Взъерошенный, загорелый, он выслушал деловитого, немногословного пресс-секретаря: тот отчитался о работе, сунул папку с вырезками из столичных газет, – Бислан открыл, стал смотреть, его глаза едва не слипались, и пресс-секретарь вежливо вынул папку из его пальцев, закрыл, положил на столик, сказал: «Потом прочитаешь, отдыхай» – не фамильярно, а на правах близкого товарища, соседа по централу «Матросская Тишина».

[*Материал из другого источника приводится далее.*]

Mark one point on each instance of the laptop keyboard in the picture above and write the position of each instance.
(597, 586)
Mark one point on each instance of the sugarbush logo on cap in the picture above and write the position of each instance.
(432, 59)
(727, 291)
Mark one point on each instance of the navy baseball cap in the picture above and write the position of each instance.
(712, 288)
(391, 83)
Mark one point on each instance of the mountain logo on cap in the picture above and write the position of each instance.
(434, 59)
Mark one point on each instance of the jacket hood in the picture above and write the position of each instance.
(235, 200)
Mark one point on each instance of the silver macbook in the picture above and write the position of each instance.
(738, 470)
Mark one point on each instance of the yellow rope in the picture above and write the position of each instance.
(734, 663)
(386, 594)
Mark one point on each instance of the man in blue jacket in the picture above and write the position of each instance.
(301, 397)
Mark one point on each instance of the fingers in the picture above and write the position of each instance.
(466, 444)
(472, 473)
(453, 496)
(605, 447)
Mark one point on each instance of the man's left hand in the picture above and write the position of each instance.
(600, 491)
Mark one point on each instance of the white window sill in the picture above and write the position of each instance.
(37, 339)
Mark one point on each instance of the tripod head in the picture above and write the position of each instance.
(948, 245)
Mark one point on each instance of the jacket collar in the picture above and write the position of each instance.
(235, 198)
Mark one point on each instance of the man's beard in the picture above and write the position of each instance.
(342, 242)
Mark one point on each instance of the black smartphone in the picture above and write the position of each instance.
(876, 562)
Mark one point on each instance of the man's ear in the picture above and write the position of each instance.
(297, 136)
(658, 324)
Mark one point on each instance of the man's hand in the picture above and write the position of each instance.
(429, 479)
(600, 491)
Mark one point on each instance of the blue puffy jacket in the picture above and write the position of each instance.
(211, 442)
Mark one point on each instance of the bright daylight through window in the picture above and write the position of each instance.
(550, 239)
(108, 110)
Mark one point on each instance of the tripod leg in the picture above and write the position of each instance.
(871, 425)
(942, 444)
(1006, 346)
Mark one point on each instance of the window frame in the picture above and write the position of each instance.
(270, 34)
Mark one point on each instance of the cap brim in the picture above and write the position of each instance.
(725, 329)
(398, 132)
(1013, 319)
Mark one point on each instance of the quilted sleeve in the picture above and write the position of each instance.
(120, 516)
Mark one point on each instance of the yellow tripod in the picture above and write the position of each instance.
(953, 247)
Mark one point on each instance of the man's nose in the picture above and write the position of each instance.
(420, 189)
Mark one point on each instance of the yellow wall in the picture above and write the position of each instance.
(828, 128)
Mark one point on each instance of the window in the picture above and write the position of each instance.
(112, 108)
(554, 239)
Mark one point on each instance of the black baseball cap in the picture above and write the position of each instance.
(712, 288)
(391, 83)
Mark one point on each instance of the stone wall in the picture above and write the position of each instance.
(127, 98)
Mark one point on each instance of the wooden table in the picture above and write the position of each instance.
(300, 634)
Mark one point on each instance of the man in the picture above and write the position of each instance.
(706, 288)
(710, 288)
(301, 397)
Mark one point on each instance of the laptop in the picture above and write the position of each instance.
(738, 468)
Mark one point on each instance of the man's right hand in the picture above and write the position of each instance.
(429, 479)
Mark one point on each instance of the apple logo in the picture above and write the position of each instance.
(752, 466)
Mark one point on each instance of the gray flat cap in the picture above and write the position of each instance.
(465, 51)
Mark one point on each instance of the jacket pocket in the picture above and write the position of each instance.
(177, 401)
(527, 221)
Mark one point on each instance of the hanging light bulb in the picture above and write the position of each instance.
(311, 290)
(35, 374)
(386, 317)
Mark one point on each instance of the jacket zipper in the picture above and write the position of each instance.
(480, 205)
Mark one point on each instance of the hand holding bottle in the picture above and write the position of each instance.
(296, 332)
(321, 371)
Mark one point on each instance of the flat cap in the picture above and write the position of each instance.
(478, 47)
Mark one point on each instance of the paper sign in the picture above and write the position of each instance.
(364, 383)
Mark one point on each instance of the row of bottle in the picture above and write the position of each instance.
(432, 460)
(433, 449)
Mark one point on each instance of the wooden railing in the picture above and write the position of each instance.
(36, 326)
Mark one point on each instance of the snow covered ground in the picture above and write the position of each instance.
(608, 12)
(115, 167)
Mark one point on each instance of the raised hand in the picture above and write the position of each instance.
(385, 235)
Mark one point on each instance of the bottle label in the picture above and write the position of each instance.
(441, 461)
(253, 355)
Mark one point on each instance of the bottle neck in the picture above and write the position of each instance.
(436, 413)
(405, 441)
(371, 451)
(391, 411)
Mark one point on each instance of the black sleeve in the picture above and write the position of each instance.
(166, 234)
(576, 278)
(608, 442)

Пресс-секретарь так и не отдохнул за те полтора дня, не смог расслабиться. Он выпивал, ел местную еду, часами просиживал на балконе, в пластиковом кресле, вытянув ноги и наблюдая жемчужные переливы меж собой и горизонтом, и хвалил свою предусмотрительность, заставившую прихватить из дому две пары чистых носков; в городе были перебои с водой, она не всегда текла из кранов, а если текла, то в любой момент могла перестать вытекать. Пресс-секретарь много и старательно дышал соленым воздухом и, если бы провел на берегу не сорок часов, а сто сорок, получил бы много пользы для здоровья и нервов, – но, повторим, почти ничего не получил. Он был сложно сделан или думал, что сложно сделан, – так или иначе, ему всегда, с раннего пубертатного юношества, приходилось настраивать себя на отдых, мысленно вращать какие-то специальные внутренние рукоятки, позволяющие выйти из режима движения в режим покоя. Внезапный набег на каспийское побережье вышел слишком кратким, скомканным – пропитанный разнообразной тюремной дрянью организм пресс-секретаря ничего не понял.
В вестибюле пансионата стояла будка междугородного телефона, и он несколько раз звонил в Москву, говорил с женой.
За час перед отлетом у него разошелся шов на левом ботинке, и он сильно расстроился.